This configuration inherits a number of settings from the distribution's default uWSGI configuration and imports cuckoo.apps.api from the Cuckoo package to do the actual work. In this example we installed Cuckoo in a virtualenv located at /home/cuckoo/cuckoo. If Cuckoo is installed globally no virtualenv option is required.

Enable the app configuration and start the server.

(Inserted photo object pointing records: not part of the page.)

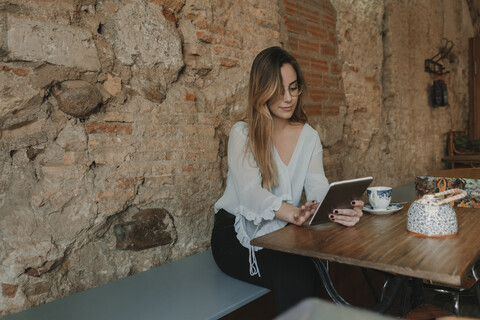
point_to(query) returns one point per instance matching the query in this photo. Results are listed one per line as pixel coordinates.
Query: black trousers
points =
(291, 277)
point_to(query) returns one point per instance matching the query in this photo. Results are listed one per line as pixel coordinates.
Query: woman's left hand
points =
(348, 217)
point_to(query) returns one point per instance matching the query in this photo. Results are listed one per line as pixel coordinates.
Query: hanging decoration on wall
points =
(434, 66)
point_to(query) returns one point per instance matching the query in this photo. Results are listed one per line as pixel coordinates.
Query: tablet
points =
(339, 196)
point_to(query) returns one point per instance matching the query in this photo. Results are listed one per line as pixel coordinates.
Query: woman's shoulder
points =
(240, 127)
(309, 130)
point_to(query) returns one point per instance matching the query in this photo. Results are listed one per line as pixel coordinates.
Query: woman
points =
(273, 155)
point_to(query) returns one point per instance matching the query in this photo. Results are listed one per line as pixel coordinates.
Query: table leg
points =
(417, 292)
(390, 288)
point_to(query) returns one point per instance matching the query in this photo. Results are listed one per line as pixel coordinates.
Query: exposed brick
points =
(309, 13)
(332, 38)
(104, 195)
(204, 37)
(336, 97)
(302, 59)
(194, 145)
(169, 15)
(9, 290)
(319, 95)
(319, 65)
(125, 183)
(314, 78)
(115, 195)
(331, 111)
(228, 63)
(207, 120)
(360, 110)
(202, 155)
(189, 96)
(228, 42)
(331, 82)
(329, 21)
(20, 72)
(328, 8)
(218, 50)
(309, 46)
(175, 5)
(317, 32)
(353, 68)
(370, 80)
(182, 108)
(328, 50)
(194, 131)
(296, 26)
(335, 68)
(109, 127)
(293, 43)
(202, 24)
(313, 110)
(290, 7)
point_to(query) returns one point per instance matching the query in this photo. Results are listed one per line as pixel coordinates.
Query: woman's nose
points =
(287, 96)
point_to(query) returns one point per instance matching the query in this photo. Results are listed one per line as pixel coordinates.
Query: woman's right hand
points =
(295, 215)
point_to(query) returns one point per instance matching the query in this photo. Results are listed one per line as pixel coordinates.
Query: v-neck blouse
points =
(254, 206)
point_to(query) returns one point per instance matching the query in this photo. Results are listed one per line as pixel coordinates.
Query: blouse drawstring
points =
(254, 270)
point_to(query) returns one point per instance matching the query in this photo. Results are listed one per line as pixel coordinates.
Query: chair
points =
(454, 155)
(469, 287)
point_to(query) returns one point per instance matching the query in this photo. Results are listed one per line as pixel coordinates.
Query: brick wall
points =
(312, 40)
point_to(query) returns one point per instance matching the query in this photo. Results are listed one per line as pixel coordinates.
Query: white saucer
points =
(393, 207)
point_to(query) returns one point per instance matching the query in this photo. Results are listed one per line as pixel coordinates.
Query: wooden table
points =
(383, 243)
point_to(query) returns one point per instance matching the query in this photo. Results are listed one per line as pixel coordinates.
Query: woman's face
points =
(284, 106)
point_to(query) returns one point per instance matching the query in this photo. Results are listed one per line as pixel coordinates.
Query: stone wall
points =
(114, 119)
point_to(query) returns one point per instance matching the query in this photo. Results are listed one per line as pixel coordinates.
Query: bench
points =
(190, 288)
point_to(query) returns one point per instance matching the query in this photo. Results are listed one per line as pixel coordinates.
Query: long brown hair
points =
(266, 84)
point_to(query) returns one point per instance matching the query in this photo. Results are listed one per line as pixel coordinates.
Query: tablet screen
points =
(339, 196)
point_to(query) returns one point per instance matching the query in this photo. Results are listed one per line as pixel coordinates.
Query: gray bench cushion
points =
(191, 288)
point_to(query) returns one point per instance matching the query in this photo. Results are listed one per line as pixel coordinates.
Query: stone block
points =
(149, 228)
(77, 98)
(9, 290)
(31, 40)
(140, 35)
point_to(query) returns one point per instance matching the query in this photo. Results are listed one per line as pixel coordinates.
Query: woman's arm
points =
(316, 186)
(294, 215)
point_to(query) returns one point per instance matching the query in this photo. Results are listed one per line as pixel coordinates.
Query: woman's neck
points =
(281, 124)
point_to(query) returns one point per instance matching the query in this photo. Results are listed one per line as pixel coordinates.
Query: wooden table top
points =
(382, 242)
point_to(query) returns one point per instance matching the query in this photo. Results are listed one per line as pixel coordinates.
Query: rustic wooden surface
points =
(466, 173)
(382, 242)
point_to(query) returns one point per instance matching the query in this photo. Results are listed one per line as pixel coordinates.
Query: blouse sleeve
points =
(316, 184)
(255, 202)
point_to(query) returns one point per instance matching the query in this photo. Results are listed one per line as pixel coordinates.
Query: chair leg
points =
(456, 303)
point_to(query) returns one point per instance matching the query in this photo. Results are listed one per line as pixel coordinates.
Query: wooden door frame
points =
(474, 87)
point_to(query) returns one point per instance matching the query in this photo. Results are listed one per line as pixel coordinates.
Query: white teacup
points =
(379, 197)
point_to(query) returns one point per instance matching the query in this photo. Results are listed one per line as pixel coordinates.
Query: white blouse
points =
(254, 206)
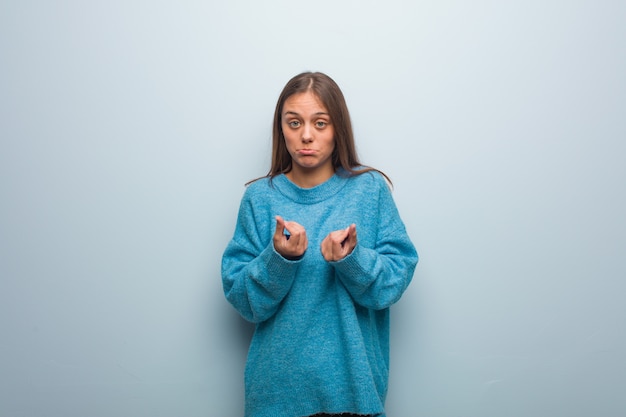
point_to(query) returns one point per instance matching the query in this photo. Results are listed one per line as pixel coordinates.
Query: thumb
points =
(280, 224)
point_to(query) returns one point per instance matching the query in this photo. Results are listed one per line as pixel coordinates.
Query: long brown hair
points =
(330, 95)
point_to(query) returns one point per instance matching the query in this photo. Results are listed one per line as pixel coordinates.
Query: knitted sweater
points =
(321, 342)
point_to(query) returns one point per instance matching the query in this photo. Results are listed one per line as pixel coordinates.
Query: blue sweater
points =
(321, 342)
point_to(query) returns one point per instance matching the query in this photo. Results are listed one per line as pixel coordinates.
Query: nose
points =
(307, 133)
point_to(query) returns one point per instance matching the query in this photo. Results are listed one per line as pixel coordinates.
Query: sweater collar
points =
(312, 195)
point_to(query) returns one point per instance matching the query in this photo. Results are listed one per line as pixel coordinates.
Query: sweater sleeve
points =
(255, 277)
(377, 277)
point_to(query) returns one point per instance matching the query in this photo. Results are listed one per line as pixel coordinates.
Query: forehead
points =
(304, 103)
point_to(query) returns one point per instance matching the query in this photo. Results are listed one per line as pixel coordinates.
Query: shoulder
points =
(371, 179)
(258, 187)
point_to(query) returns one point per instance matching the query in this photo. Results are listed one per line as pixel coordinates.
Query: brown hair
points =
(330, 95)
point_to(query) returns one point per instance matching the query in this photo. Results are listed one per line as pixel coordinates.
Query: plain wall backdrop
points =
(127, 131)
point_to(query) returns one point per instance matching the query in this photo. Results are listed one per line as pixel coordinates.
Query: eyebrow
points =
(319, 113)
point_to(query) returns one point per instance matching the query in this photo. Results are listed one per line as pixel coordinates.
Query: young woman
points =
(318, 256)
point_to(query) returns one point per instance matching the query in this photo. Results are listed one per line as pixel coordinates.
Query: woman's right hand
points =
(292, 245)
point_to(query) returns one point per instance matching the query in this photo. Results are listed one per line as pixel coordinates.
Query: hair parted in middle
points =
(330, 95)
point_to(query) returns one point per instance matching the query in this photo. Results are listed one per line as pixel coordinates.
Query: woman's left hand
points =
(339, 244)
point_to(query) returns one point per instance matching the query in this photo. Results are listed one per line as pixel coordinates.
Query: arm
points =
(255, 277)
(377, 277)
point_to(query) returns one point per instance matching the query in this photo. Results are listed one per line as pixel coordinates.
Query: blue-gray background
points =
(128, 129)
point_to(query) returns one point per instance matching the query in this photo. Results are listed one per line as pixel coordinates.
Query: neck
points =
(306, 179)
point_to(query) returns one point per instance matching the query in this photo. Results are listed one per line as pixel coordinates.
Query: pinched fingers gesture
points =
(339, 244)
(293, 244)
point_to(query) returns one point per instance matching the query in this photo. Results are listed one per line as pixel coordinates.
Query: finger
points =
(280, 225)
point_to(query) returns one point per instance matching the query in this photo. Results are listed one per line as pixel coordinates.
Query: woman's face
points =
(309, 137)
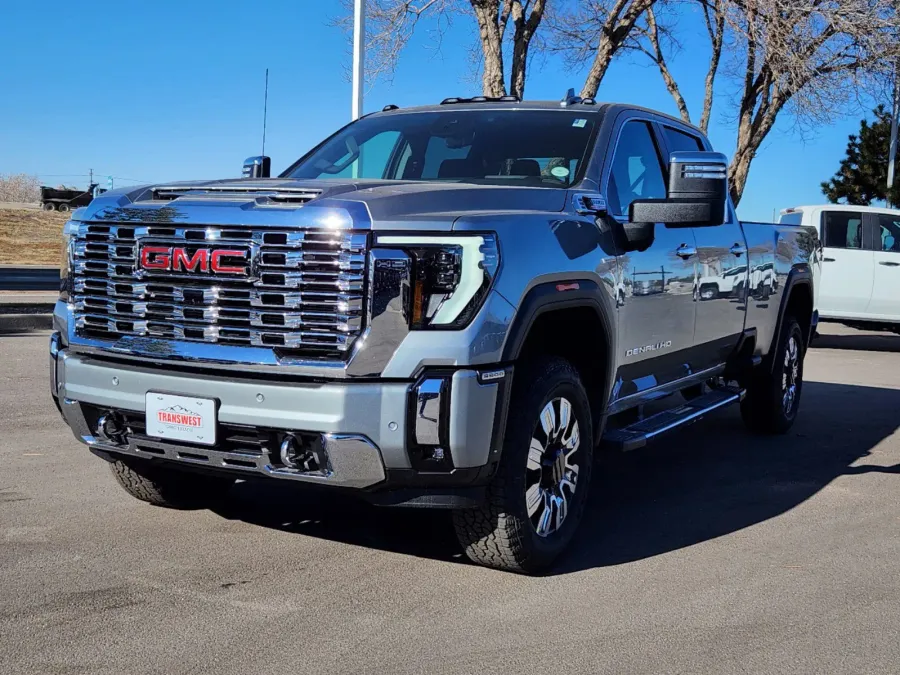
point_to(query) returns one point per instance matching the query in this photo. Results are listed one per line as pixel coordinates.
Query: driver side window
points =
(637, 171)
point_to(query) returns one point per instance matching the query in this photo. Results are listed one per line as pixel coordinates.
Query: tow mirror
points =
(257, 167)
(697, 195)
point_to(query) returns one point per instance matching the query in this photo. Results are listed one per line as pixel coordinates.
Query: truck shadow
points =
(707, 481)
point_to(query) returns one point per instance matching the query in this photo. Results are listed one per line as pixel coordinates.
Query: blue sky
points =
(173, 90)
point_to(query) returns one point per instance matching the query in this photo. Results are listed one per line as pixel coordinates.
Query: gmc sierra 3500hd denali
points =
(432, 308)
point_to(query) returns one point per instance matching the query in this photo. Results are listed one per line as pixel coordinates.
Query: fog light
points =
(295, 456)
(111, 427)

$ sudo ln -s /etc/uwsgi/apps-available/cuckoo-api.ini /etc/uwsgi/apps-enabled/
$ sudo service uwsgi start cuckoo-api    # or reload, if already running

Note

Logs for the application may be found in the standard directory for distribution app instances, i.e., /var/log/uwsgi/app/cuckoo-api.log. The UNIX socket is created in a conventional location as well, /run/uwsgi/app/cuckoo-api/socket.

nginx setup

With the API server running in uWSGI, nginx can now be set up to run as a web server/reverse proxy, backending HTTP requests to it.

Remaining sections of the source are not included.